Ainda era cedo o suficiente para ele quase conseguir ver a própria respiração. Cedo assim, ele podia fingir que ainda era inverno. Que os segundos não tinham passado.
A caminhada matinal com o cachorro lhe dava uma desculpa para passar na frente da casa do sr. Harvey. Ele diminuía o passo muito de leve — ninguém teria percebido exceto eu ou, se estivesse acordado, o sr. Harvey. Meu pai tinha certeza de que, se encarasse com força suficiente, se olhasse por tempo suficiente, encontraria as pistas de que precisava nos batentes das janelas, na tinta verde que cobria os sarrafos, ou no caminho que levava à garagem, onde havia duas grandes pedras pintadas de branco.
No final do verão de 1974, não tinha havido nenhum progresso no meu caso. Nenhum corpo. Nenhum assassino. Nada.
Meu pai pensou em Ruana Singh: "Quando eu tivesse certeza, encontraria um jeito discreto e o mataria." Não tinha contado isso a Abigail, porque o conselho fazia uma espécie de sentido limítrofe que a assustaria e a faria contar para alguém, e ele suspeitava que esse alguém poderia ser Len.

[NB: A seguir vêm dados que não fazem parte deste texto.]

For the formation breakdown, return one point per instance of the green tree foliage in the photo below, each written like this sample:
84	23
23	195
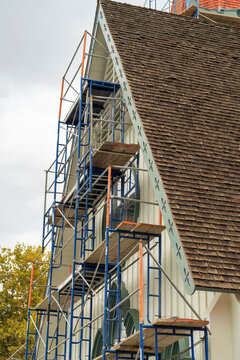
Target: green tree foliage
15	275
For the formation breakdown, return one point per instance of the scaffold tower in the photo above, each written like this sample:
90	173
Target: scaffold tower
96	173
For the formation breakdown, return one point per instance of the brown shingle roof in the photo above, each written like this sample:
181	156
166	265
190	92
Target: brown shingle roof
184	76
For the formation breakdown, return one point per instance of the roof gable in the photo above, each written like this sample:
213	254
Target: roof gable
184	77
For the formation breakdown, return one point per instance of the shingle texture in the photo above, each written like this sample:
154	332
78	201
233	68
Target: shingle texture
179	6
185	79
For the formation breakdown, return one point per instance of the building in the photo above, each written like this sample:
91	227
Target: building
142	202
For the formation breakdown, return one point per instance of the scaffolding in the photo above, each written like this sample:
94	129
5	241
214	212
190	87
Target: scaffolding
97	172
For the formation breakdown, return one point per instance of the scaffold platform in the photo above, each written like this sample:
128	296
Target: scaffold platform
132	233
168	331
99	89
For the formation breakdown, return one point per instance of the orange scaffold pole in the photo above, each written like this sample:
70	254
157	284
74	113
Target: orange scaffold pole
109	195
84	52
31	282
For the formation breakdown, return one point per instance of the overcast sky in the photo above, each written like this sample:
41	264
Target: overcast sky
37	39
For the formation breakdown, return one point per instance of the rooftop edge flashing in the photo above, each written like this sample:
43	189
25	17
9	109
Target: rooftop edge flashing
157	184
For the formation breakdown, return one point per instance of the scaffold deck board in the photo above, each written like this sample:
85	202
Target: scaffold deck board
219	18
132	343
117	154
69	214
126	243
43	305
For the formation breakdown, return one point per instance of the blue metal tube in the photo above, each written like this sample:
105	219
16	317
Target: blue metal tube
113	115
160	277
118	312
156	344
192	345
148	284
141	341
122	122
75	222
206	344
90	330
105	295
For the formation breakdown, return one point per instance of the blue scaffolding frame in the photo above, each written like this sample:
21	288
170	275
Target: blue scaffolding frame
94	183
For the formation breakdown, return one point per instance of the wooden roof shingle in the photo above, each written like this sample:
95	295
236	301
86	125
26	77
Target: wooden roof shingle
184	76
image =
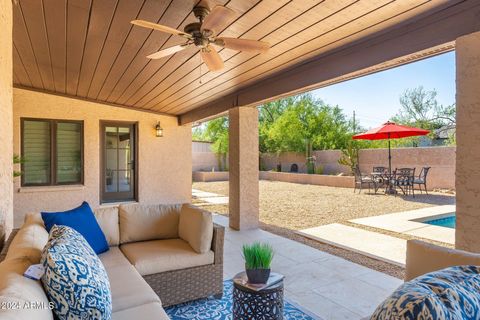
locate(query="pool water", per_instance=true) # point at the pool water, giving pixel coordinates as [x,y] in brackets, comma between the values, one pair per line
[448,222]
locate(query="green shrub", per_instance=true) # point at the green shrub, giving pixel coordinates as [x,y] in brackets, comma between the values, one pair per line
[257,255]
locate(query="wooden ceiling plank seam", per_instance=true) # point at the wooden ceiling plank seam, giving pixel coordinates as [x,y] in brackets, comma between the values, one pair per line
[157,83]
[234,55]
[105,95]
[126,92]
[283,41]
[19,7]
[340,38]
[198,105]
[87,29]
[101,48]
[121,29]
[17,57]
[123,84]
[163,62]
[118,53]
[175,109]
[66,95]
[78,18]
[145,103]
[395,39]
[183,109]
[44,18]
[56,48]
[312,51]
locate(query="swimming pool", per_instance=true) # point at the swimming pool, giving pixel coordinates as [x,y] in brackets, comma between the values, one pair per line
[448,222]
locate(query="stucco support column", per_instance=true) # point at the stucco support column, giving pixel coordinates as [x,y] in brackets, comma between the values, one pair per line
[243,167]
[467,236]
[6,121]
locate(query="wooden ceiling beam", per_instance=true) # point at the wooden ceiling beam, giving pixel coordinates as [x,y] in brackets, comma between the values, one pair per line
[413,40]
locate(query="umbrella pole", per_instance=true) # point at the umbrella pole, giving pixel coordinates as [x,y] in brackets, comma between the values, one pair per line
[390,189]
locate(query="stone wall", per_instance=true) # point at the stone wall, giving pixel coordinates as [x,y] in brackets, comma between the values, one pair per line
[440,159]
[164,168]
[6,130]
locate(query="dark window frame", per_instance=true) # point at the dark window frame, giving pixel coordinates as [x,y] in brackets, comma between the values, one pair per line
[52,179]
[102,154]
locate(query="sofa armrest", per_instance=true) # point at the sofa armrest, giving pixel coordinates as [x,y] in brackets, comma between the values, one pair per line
[423,257]
[217,242]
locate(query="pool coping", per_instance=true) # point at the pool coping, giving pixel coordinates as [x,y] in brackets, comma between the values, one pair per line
[411,223]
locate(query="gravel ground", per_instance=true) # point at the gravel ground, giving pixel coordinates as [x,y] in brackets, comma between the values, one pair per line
[286,207]
[300,206]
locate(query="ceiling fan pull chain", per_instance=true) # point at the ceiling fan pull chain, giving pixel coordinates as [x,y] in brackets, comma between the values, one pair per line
[200,68]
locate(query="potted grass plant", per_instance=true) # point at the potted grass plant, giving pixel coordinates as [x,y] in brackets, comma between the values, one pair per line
[258,258]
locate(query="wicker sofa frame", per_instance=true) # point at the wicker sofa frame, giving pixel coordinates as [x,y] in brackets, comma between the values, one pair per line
[174,287]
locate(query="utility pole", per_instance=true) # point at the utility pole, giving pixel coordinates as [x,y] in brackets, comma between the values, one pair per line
[354,124]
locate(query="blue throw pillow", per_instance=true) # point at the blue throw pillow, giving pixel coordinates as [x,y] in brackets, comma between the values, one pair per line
[449,294]
[83,221]
[75,279]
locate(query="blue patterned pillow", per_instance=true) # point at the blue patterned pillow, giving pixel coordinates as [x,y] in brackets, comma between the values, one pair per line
[452,293]
[75,279]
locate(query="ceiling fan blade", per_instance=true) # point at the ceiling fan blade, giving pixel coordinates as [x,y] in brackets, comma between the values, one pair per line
[159,27]
[167,52]
[212,59]
[218,19]
[243,44]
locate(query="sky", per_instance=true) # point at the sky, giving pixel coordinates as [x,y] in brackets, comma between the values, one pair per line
[375,97]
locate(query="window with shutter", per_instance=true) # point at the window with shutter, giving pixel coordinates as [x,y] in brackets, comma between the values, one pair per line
[52,151]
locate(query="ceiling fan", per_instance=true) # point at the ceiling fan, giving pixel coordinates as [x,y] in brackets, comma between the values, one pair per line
[203,35]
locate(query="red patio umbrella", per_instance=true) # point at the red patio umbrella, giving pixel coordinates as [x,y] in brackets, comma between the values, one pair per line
[390,130]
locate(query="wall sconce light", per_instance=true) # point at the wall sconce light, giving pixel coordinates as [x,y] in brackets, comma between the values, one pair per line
[158,130]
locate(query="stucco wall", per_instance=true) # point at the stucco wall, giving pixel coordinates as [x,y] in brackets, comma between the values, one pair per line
[6,186]
[468,150]
[164,166]
[440,159]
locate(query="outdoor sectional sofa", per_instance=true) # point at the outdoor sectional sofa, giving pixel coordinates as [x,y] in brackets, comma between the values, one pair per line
[159,255]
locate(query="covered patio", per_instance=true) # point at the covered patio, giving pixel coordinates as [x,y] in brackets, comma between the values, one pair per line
[83,63]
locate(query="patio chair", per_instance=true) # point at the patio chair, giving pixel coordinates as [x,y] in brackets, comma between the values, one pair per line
[422,179]
[379,174]
[361,180]
[403,179]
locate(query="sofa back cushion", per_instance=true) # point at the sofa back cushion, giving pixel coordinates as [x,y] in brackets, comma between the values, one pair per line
[140,222]
[107,219]
[196,227]
[75,279]
[29,241]
[82,220]
[20,297]
[452,293]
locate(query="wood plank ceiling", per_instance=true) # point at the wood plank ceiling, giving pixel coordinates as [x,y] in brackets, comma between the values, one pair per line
[89,49]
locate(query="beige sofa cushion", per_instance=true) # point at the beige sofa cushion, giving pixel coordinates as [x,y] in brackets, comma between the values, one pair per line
[128,288]
[423,257]
[20,292]
[148,222]
[107,218]
[150,311]
[30,239]
[196,227]
[155,256]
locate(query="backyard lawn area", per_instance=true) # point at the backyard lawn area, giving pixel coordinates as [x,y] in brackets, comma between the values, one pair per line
[299,206]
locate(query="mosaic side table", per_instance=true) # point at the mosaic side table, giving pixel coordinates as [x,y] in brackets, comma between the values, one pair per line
[266,304]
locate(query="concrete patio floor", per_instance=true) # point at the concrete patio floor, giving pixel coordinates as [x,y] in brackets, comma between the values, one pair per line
[326,285]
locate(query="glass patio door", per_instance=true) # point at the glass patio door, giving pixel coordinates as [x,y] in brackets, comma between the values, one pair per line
[118,174]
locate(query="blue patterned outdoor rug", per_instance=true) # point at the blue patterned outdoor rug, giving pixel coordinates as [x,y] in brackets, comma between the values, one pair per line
[213,309]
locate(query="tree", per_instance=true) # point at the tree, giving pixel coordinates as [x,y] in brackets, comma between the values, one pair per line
[215,131]
[420,108]
[306,124]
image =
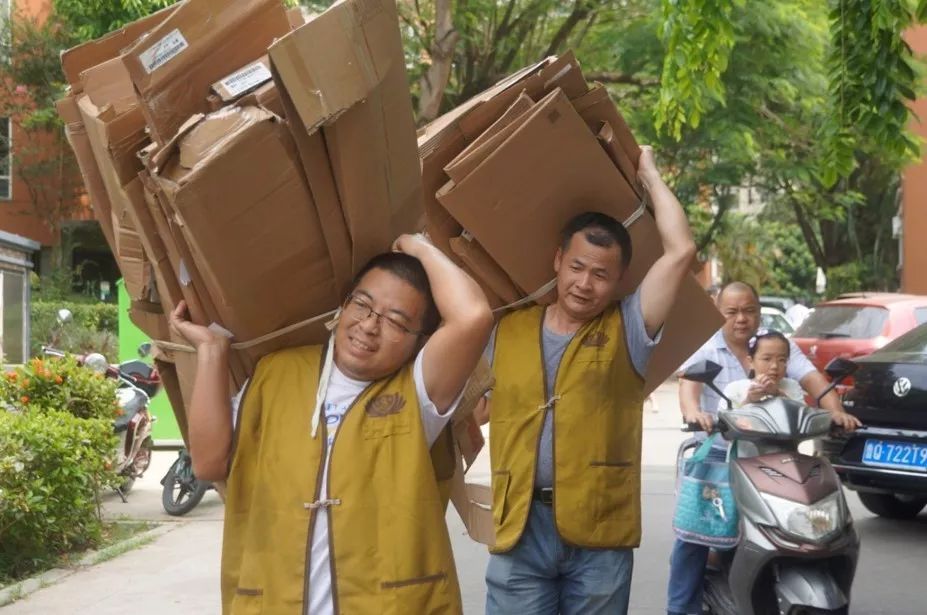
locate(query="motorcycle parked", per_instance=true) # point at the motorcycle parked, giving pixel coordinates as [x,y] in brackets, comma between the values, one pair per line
[138,383]
[182,490]
[799,548]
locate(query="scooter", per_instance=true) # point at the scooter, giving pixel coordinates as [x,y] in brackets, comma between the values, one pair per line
[182,490]
[138,383]
[798,549]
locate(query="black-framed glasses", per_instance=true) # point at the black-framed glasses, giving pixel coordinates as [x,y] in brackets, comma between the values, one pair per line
[359,310]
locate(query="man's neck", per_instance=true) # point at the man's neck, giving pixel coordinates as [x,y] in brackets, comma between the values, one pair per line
[738,349]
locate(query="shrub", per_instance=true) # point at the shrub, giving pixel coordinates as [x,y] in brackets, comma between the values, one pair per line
[94,328]
[59,384]
[52,467]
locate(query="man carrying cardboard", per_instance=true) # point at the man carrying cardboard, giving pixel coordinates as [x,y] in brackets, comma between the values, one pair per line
[338,510]
[565,421]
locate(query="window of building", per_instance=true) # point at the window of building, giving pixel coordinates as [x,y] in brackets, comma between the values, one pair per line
[6,158]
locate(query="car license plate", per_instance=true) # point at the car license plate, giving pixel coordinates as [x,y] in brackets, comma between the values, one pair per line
[893,454]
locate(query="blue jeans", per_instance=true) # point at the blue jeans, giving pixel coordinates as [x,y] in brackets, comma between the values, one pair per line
[687,569]
[542,575]
[687,575]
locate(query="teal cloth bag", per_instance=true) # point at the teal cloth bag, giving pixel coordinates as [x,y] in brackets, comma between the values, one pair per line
[706,512]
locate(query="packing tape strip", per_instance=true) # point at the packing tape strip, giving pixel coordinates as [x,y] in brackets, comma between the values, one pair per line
[332,317]
[334,314]
[634,217]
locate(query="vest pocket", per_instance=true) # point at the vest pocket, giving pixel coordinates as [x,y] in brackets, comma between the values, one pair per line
[389,425]
[424,594]
[613,489]
[500,492]
[247,601]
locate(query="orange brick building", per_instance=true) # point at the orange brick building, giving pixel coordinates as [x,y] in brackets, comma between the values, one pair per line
[913,262]
[18,199]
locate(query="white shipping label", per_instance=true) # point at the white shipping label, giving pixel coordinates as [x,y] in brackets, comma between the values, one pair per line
[163,51]
[247,78]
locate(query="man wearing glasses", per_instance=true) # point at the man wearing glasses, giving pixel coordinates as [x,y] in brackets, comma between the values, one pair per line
[333,505]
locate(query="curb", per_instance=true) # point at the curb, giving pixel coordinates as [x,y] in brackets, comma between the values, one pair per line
[21,589]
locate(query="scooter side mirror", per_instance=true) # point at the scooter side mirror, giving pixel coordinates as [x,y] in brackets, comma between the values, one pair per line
[839,368]
[705,372]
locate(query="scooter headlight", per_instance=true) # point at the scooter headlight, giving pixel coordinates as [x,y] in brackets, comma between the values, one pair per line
[815,522]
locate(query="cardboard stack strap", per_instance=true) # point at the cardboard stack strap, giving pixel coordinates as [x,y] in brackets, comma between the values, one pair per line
[505,171]
[218,182]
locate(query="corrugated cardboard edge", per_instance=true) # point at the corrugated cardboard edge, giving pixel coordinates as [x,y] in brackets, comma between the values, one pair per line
[76,60]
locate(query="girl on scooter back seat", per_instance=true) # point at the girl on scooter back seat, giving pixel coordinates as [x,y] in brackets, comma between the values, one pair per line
[769,356]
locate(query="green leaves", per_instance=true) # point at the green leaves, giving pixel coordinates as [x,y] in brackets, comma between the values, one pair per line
[94,18]
[873,82]
[698,36]
[51,466]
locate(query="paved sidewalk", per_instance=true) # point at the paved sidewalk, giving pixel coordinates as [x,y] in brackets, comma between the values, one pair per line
[178,573]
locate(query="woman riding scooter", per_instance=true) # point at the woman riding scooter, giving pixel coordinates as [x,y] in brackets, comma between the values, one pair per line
[739,304]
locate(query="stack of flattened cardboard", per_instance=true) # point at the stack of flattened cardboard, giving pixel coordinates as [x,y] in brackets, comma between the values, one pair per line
[232,168]
[504,173]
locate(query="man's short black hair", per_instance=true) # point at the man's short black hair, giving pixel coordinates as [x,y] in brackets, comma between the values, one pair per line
[409,269]
[600,230]
[740,287]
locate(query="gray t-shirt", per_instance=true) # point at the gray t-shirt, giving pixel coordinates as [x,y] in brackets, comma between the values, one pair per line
[554,345]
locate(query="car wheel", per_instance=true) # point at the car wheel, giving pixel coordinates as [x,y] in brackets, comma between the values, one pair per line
[891,506]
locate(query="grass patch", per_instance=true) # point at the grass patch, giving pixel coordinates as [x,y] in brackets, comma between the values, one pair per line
[116,540]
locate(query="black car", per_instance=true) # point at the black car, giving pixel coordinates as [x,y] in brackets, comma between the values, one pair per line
[885,461]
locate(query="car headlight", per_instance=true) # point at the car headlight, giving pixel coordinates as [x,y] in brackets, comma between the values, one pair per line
[815,522]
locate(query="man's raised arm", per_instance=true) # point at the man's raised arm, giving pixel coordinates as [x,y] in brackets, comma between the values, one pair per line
[209,424]
[452,352]
[662,282]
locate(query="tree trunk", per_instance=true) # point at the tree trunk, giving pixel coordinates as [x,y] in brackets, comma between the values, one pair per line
[435,79]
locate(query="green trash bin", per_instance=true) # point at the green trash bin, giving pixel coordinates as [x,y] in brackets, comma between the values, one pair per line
[165,431]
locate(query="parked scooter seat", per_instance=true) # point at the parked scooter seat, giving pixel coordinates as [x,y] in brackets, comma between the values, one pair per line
[131,402]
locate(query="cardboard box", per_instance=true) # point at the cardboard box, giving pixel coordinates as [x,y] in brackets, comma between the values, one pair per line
[199,43]
[235,191]
[76,60]
[597,108]
[443,139]
[485,270]
[76,134]
[313,156]
[109,136]
[553,164]
[150,318]
[346,69]
[243,81]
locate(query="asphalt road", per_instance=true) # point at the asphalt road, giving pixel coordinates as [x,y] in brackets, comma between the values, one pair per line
[890,580]
[178,573]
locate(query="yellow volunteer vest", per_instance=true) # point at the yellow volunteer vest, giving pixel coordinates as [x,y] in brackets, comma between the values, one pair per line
[598,397]
[389,546]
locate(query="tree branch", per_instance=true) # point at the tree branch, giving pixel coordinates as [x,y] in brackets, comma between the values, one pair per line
[580,12]
[614,77]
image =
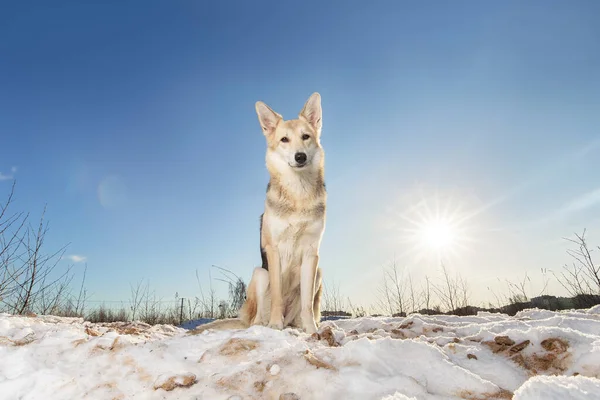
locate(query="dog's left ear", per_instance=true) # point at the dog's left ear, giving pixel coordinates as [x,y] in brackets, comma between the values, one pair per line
[312,112]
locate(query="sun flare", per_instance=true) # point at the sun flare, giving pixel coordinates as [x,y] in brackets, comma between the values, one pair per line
[435,226]
[437,234]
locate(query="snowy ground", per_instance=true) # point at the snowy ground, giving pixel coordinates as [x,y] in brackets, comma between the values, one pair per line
[534,355]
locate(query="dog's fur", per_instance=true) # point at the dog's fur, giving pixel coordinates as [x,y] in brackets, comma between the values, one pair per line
[286,290]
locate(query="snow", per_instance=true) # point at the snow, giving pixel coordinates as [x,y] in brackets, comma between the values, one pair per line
[536,354]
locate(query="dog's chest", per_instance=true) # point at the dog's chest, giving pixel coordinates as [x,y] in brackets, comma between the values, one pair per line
[295,231]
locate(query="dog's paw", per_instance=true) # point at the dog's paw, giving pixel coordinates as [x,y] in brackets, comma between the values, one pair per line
[310,328]
[278,325]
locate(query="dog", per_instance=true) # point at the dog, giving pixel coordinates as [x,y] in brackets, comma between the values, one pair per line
[286,290]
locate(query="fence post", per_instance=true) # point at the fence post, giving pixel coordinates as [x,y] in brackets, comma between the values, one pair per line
[181,313]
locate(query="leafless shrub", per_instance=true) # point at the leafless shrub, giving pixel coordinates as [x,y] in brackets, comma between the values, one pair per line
[582,277]
[29,278]
[392,291]
[333,302]
[453,293]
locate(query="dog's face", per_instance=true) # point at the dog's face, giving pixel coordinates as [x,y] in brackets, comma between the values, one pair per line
[295,143]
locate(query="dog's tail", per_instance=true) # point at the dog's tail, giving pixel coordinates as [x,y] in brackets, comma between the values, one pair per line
[219,325]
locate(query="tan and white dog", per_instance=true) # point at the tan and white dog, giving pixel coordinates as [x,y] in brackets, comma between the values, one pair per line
[286,290]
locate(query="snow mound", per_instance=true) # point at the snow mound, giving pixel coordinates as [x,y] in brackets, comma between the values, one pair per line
[535,354]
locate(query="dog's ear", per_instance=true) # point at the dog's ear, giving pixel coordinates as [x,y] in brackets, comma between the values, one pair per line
[268,118]
[312,112]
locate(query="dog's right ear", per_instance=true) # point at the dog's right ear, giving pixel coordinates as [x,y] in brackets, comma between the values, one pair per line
[268,118]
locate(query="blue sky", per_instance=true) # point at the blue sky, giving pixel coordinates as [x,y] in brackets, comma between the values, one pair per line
[135,123]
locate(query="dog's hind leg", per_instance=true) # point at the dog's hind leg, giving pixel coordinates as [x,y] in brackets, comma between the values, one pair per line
[253,310]
[317,300]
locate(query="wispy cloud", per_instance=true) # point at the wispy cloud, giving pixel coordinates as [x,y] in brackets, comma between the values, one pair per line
[10,176]
[582,202]
[76,258]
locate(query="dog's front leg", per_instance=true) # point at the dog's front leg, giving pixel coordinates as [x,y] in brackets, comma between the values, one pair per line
[274,259]
[308,272]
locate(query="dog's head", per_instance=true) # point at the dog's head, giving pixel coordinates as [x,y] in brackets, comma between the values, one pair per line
[293,144]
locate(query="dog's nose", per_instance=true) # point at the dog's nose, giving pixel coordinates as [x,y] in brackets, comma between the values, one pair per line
[300,158]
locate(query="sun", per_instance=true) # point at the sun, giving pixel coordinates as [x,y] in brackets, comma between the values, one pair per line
[432,226]
[437,234]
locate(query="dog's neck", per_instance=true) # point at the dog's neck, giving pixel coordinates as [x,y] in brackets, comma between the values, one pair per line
[303,183]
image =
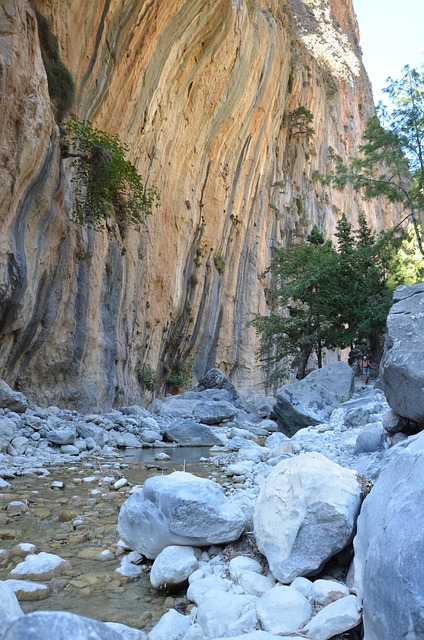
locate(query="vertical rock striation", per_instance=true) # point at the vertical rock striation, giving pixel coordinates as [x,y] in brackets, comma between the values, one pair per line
[201,91]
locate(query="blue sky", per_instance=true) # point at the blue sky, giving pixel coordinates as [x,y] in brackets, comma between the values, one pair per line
[392,35]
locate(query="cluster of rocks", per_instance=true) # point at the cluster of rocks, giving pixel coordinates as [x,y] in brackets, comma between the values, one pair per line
[317,526]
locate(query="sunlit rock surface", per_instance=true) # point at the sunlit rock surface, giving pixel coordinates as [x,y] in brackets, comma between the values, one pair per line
[202,94]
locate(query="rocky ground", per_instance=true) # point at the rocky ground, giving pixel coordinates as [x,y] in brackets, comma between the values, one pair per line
[244,580]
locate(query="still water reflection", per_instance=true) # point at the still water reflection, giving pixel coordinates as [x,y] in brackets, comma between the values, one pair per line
[78,522]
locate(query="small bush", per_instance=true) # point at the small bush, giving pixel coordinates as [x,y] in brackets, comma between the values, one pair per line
[60,82]
[147,377]
[219,263]
[180,376]
[105,183]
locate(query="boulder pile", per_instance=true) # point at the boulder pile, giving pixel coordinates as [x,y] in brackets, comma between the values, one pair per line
[314,530]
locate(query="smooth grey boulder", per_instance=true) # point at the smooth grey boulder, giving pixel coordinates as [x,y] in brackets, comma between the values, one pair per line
[283,610]
[8,431]
[64,435]
[9,605]
[402,364]
[369,407]
[178,509]
[211,406]
[225,614]
[171,625]
[191,434]
[389,547]
[173,566]
[12,400]
[335,618]
[370,440]
[304,514]
[214,412]
[57,625]
[312,400]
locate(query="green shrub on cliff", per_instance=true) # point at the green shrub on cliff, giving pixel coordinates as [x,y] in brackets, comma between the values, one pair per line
[105,183]
[60,82]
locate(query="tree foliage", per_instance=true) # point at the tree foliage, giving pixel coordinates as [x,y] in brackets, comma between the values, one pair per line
[105,183]
[390,160]
[326,296]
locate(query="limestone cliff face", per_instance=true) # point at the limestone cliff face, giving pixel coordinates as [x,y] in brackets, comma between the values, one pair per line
[201,91]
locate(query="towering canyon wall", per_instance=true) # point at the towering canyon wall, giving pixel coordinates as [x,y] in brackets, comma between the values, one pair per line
[200,90]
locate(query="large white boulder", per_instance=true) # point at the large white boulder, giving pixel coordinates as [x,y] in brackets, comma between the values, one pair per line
[224,614]
[336,618]
[58,625]
[179,509]
[402,365]
[40,566]
[9,605]
[173,566]
[172,625]
[304,514]
[389,547]
[283,610]
[311,401]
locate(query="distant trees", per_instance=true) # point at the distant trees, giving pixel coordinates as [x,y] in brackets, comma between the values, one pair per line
[326,297]
[390,161]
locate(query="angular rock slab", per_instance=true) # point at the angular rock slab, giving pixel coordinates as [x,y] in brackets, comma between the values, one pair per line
[179,509]
[58,625]
[304,514]
[402,365]
[312,400]
[188,433]
[389,548]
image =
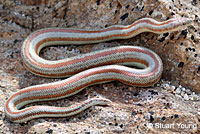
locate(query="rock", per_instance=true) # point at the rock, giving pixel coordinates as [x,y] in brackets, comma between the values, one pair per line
[132,110]
[186,97]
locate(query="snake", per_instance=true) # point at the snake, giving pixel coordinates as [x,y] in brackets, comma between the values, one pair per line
[132,65]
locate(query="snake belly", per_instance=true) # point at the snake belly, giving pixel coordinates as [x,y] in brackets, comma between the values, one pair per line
[86,69]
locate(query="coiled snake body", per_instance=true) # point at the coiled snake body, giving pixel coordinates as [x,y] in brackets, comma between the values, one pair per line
[87,69]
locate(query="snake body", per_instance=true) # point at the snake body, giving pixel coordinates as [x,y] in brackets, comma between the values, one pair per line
[87,69]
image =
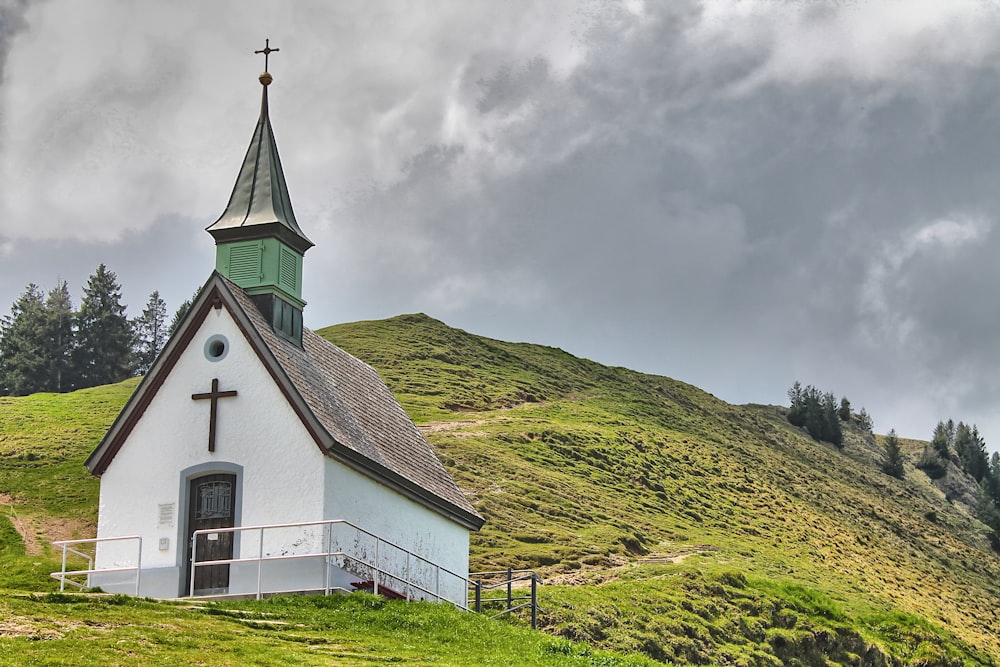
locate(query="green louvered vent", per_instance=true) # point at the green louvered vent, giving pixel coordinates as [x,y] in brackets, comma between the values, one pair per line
[244,264]
[287,269]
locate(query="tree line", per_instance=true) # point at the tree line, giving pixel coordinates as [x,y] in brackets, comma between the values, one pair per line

Desde o dia em que tinha visto Ruana Singh, chegado em casa e encontrado Len à sua espera, ele sentia que minha mãe confiava demais na polícia. Caso meu pai dissesse alguma coisa que contrariasse as teorias da polícia — ou, como ele pensava, a falta de teoria da polícia — minha mãe imediatamente correria para tapar o buraco aberto pela ideia do meu pai. "O Len diz que isso não quer dizer nada", ou "Confio na polícia para descobrir o que aconteceu."
Por que, perguntava-se meu pai, as pessoas confiavam tanto na polícia: Por que não confiar no instinto? O sr. Harvey era o culpado e ele sabia. Mas o que Ruana tinha dito era quando eu tivesse certeza. Saber, aquele saber vindo do fundo da alma que meu pai tinha, não era, aos olhos mais literais da lei, uma prova inconteste.
A casa em que cresci era a mesma casa em que nasci. Como a do sr. Harvey, era uma caixa, e por causa disso eu nutria invejas inúteis sempre que visitava a casa de outras pessoas. Sonhava com jardins de inverno e cúpulas, com varandas e quartos no sótão com tetos inclinados. Adorava a ideia de que pudesse haver no quintal árvores mais altas e mais fortes do que pessoas, cubículos enviesados debaixo de escadas, cercas-vivas frondosas tão grandes que dentro delas houvesse espaços ocos formados por galhos mortos onde era possível se esgueirar e se sentar. O meu céu tinha varandas e escadas em caracol, sacadas de janelas com jardineiras de ferro, e um campanário com um sino que tocava de hora em hora.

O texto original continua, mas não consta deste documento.